Mode November
von Sarah Eliasz
12.11.2016

Kurzlebige Mode?

Der rasche Modewechsel ist ein Phänomen, das wir seit der Industrialisierung beobachten können. Ein schneller Ablauf, der aus etwas Neuem, dessen zunehmender Nachahmung und der darauffolgenden Absonderung durch wieder Neues besteht. Doch während man sich früher darauf verlassen konnte, dass etwas zumindest eine Saison lang en vogue ist, sieht das mittlerweile anders aus.

Modemagazine informieren nicht im Jahres-, sondern im Monatsrhythmus darüber, was die It-pieces sind, Blogger zeigen uns auf der Social-Media-Plattform Instagram, was ihre Lovelies of the week sind, und Modelabels laden per Email-Newsletter wöchentlich dazu ein, die neue Kollektion zu shoppen. Es stellt sich die Frage, ob man diese ganzen Minitrends überhaupt noch als Mode bezeichnen kann.

Die einen bevorzugen Schlaghosen, die anderen Skinny Jeans, wieder andere Ripped Jeans und seit neustem werden nun auch Patchwork Jeans wieder getragen. Die einen setzen auf Minimalismus, die anderen auf Maximalismus. Was denn nun? Existiert der Kreislauf der Mode überhaupt noch oder ist er in dieser globalisierten, schnellen Welt gar nicht mehr anwendbar?

Es ist schwierig, sich in diesem wirren Chaos einen Überblick zu verschaffen, sich nicht von der Flut an Informationen verunsichert zu fühlen. Auf Neues folgt Neues, ohne die Gelegenheit zu haben, es nachzuahmen. Um up to date zu bleiben, müssen wir beinahe im Stundentakt online sein und Modenews abrufen. Heute schwört die „Vogue“ auf schulterfreie Pullover, „Harpers Bazaar“ setzt aber auf Pullis mit Stehkragen, und „Taff“ zeigt, dass Oversize-Pullover mit überlangen Ärmeln total im Trend sind.

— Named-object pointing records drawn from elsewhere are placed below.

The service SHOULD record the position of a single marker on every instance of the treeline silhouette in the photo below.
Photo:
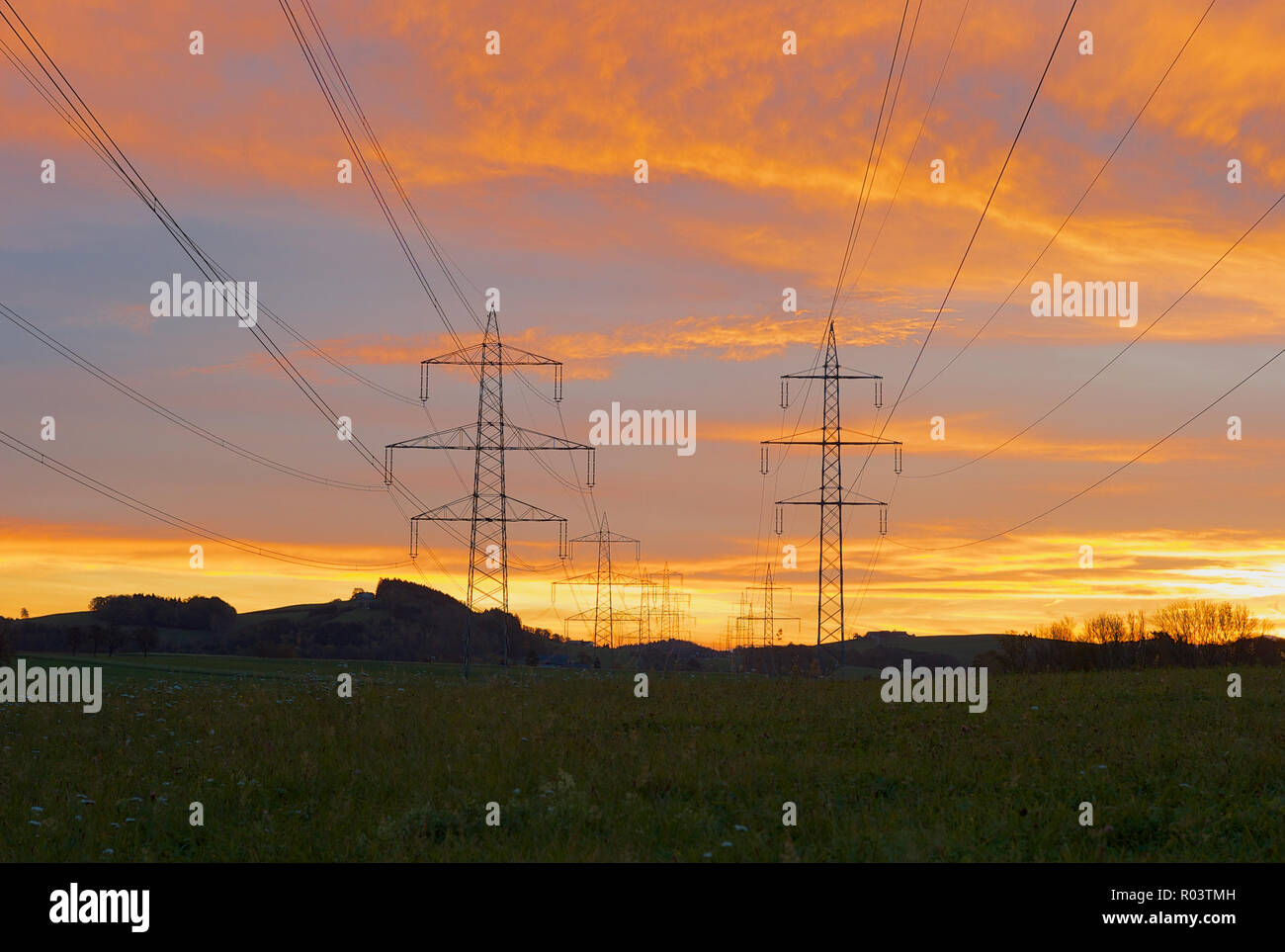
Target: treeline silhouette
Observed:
(1185, 634)
(198, 613)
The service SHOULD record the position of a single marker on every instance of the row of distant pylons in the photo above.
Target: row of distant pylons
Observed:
(631, 605)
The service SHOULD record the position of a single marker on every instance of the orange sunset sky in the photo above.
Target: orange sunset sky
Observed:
(664, 295)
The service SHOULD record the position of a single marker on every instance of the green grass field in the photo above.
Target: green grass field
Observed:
(582, 770)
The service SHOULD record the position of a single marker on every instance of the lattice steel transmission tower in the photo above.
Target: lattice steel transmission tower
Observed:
(488, 509)
(757, 630)
(604, 617)
(829, 600)
(664, 607)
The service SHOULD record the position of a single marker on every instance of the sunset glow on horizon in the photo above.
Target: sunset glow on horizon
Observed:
(663, 296)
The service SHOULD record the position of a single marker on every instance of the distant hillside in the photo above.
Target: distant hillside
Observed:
(401, 621)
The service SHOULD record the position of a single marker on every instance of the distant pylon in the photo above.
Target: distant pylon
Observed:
(663, 608)
(488, 509)
(604, 617)
(761, 629)
(829, 601)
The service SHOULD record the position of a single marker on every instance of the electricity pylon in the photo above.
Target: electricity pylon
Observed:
(488, 509)
(829, 599)
(664, 607)
(604, 617)
(761, 629)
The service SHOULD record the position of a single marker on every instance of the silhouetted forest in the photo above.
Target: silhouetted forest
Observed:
(1186, 634)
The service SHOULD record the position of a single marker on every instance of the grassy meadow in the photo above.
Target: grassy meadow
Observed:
(582, 770)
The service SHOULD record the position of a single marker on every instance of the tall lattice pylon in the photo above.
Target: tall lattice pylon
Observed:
(759, 629)
(604, 617)
(664, 608)
(488, 509)
(829, 599)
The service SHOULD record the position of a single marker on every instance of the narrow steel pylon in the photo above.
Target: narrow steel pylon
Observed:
(488, 509)
(829, 601)
(605, 617)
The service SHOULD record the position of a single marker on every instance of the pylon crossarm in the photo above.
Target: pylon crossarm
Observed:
(514, 510)
(467, 438)
(802, 376)
(474, 355)
(791, 441)
(615, 578)
(827, 502)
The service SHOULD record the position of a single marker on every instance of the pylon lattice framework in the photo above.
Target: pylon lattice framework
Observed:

Modetrends verlaufen heutzutage parallel, jeder trägt alles und das sorgt für Verwirrung. Gibt es noch Mode, die sich durchsetzt, die die Mehrheit trägt? Noch vor einiger Zeit konnte man festlegen, was nun in oder out ist. Eine Zeit lang trug jeder Hotpants, während Miniröcke nicht in Frage kamen. Heute aber schaut man in die Menge und stellt fest, dass kein Kleidungsstück wirklich dominant ist. Natürlich tragen manche Personen noch den Parka, andere dafür aber Daunenjacken und wieder andere gefütterte Jeans oder Bomberjacken.

Auf die Frage, welche Farben diese Saison getragen werden, ist die Antwort ‚alle‘. Kann man diesen Herbst/Winter auch Blümchenmuster tragen? Ja, genauso wie Karomuster, Hahnentrittmuster, Fischgrätenmuster, Punkte und Streifen, sowohl senkrecht als auch waagerecht.

Welche Länge ein Rock hat, ob Mini, Midi oder Maxi, spielt übrigens auch keine Rolle. Wenn es wenigstens etwas gäbe, das wirklich als absolut out gilt, aber sogar Adiletten mit weißen Tennissocken werden propagiert.

Ein wichtiger Grund dafür sind neue Vermittlungsinstanzen, die schneller und individueller auf Entwicklungen in der Modeszene reagieren können als klassische Printmedien. Die unzähligen Modeblogger präsentieren die Vielfalt an neuen Trends mehrmals täglich, so dass die Konsumenten jederzeit Zugriff auf aktuelle Neuigkeiten haben und sich so nonstop von verschiedensten Persönlichkeiten ‚inspirieren‘ lassen können.

Darum können wir zumindest selber entscheiden, wem wir folgen, ob wir diesen Winter lieber Samt, Nieten oder Leder tragen, ob wir Overknee-Stiefel, Halbstiefel oder doch Schnürboots bevorzugen und ob diese dann spitz oder eckig sein sollen. Die Entscheidung, welchen der vielen ‚Trends‘ wir in unseren Kleiderschrank aufnehmen, bleibt uns überlassen. Die eine ahmt nur noch das nach, was ihr momentan gefällt, der andere jenes.

So sagen wir ade zur Uniformierung und Nivellierung des Geschmacks. Mode kann man das aber nicht mehr nennen, was jetzt noch bleibt, überdauert länger, der Anzug, die Jeans, der Turnschuh, die Rüschenbluse etc., da greifen andere Begriffe besser, früher hätte man von ‚Tracht‘ gesprochen, heute von ‚Kultur‘.